Iran said on Tuesday it has new evidence linked with national security charges against US-Iranian Haleh Esfandiari, and it is continuing to probe into the detained scholar's case.
"Some new evidence has been found and the inspector is examining it. As it is a new investigation it should go on," judiciary spokesman Alireza Jamshidi told reporters.
"This evidence is linked with the previously mentioned charges of acting against internal security."
Prosecutors have accused Esfandiari, who has been behind bars since May, and two other detained US-Iranians of espionage and acting against national security.
Esfandiari, 67, heads the Middle East programme at the Washington-based Woodrow Wilson International Center for Scholars. She was arrested after returning to Iran late last year to visit her ailing 93-year-old mother.
Iranian Nobel peace laureate Shirin Ebadi, who was appointed Esfandiari's lawyer by her family, has complained she had been denied access to her client and that the judiciary refused her request to release the scholar on bail.

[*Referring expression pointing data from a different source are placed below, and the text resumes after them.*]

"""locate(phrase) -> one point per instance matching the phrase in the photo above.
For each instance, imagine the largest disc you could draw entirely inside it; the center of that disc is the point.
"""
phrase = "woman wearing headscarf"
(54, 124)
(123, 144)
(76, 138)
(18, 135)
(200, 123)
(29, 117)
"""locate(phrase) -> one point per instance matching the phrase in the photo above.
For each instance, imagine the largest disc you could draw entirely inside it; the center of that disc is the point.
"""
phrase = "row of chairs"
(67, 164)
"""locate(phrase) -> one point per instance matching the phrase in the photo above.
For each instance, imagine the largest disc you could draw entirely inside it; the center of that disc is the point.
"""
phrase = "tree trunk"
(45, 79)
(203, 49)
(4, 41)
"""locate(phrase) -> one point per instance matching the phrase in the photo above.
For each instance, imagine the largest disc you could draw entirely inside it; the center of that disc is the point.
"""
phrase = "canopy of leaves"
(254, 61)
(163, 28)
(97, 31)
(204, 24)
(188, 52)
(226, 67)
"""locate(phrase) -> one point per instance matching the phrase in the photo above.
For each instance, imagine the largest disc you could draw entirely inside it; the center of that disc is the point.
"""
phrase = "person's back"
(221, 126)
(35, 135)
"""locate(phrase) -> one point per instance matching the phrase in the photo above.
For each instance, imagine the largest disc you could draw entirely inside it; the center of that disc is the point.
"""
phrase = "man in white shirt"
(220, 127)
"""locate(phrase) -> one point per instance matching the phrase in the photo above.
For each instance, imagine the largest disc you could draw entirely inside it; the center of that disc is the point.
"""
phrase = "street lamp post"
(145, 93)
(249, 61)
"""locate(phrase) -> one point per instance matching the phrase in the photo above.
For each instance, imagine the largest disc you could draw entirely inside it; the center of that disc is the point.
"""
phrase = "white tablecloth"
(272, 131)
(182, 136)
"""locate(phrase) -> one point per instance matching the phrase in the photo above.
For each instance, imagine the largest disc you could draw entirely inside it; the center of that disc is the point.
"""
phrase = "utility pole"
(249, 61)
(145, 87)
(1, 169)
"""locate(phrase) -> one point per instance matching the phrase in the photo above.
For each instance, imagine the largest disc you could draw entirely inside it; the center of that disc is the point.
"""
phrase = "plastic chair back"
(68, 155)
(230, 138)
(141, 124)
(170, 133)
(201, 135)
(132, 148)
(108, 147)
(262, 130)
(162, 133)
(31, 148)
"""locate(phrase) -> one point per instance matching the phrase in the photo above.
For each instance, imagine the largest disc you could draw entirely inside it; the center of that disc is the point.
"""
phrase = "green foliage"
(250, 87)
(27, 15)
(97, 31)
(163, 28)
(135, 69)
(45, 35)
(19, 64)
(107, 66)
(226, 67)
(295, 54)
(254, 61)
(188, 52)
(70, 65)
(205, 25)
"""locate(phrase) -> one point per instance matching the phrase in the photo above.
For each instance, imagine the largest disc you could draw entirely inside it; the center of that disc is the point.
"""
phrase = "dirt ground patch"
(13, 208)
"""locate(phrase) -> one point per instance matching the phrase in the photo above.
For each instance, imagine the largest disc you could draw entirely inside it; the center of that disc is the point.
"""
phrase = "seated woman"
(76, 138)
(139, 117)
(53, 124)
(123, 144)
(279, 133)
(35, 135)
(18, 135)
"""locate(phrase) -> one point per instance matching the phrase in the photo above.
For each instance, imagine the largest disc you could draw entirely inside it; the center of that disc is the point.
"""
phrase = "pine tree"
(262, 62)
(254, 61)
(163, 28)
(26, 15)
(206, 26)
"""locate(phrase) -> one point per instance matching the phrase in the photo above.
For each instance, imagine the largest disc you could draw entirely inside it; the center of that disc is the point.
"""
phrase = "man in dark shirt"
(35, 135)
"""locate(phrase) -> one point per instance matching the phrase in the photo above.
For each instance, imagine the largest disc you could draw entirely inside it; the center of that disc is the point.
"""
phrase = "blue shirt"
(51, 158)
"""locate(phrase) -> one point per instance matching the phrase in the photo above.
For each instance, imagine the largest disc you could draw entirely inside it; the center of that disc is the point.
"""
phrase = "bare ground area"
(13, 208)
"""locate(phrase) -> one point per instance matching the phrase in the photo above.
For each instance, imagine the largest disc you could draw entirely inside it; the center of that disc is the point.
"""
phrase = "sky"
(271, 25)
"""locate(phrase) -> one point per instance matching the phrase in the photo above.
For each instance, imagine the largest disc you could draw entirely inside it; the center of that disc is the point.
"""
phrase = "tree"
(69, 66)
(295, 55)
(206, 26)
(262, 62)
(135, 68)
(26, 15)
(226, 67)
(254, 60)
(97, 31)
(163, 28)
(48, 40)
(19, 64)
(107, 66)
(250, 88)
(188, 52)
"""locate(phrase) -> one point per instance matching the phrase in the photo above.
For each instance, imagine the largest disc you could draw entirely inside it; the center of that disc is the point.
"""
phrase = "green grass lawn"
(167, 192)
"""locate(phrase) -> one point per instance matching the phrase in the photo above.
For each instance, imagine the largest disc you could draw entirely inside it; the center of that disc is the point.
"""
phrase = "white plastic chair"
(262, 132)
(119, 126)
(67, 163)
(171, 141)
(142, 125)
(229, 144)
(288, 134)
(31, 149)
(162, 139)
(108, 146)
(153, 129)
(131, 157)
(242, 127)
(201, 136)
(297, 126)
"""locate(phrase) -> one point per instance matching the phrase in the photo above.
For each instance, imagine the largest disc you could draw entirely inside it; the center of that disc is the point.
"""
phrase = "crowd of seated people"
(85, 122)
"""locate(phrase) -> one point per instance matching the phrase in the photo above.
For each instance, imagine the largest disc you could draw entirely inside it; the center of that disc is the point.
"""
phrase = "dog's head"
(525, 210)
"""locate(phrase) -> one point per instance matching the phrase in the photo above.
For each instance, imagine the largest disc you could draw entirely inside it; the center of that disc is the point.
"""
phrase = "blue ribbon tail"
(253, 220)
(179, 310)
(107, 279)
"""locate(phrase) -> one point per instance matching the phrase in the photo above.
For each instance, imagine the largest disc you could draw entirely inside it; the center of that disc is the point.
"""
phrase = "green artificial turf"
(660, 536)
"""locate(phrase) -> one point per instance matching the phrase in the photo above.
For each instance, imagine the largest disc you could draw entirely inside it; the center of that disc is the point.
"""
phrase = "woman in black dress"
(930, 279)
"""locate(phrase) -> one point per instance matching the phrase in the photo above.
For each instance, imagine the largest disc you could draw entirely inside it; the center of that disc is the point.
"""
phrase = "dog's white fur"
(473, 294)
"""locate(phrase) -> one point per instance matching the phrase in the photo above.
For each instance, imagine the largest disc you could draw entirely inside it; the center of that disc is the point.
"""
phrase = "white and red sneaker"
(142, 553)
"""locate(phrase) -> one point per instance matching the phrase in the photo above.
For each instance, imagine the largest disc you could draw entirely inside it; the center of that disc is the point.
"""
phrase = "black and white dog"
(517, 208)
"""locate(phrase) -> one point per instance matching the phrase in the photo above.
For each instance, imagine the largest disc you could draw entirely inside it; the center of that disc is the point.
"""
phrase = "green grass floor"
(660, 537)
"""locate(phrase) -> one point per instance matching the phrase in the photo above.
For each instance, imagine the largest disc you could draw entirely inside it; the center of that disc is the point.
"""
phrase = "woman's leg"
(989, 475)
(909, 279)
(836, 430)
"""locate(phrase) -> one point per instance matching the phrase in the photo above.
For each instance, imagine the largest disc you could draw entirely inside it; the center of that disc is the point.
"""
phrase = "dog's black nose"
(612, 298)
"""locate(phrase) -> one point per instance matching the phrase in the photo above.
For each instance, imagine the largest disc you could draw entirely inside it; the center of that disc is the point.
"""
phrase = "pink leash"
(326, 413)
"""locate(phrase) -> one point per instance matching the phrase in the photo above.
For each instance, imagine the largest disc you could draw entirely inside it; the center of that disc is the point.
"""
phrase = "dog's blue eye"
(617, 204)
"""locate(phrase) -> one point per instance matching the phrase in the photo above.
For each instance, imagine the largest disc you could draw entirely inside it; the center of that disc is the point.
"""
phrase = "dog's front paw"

A fourth US-Iranian, journalist Parnaz Azima, has been accused of similar charges and is unable to leave the Islamic republic after having had her passport confiscated. But she is not being held in jail.
The United States has repeatedly demanded that Iran release all the US-Iranian detainees but Tehran -- which does not recognise dual nationality -- has bluntly told Washington the affair is none of its business.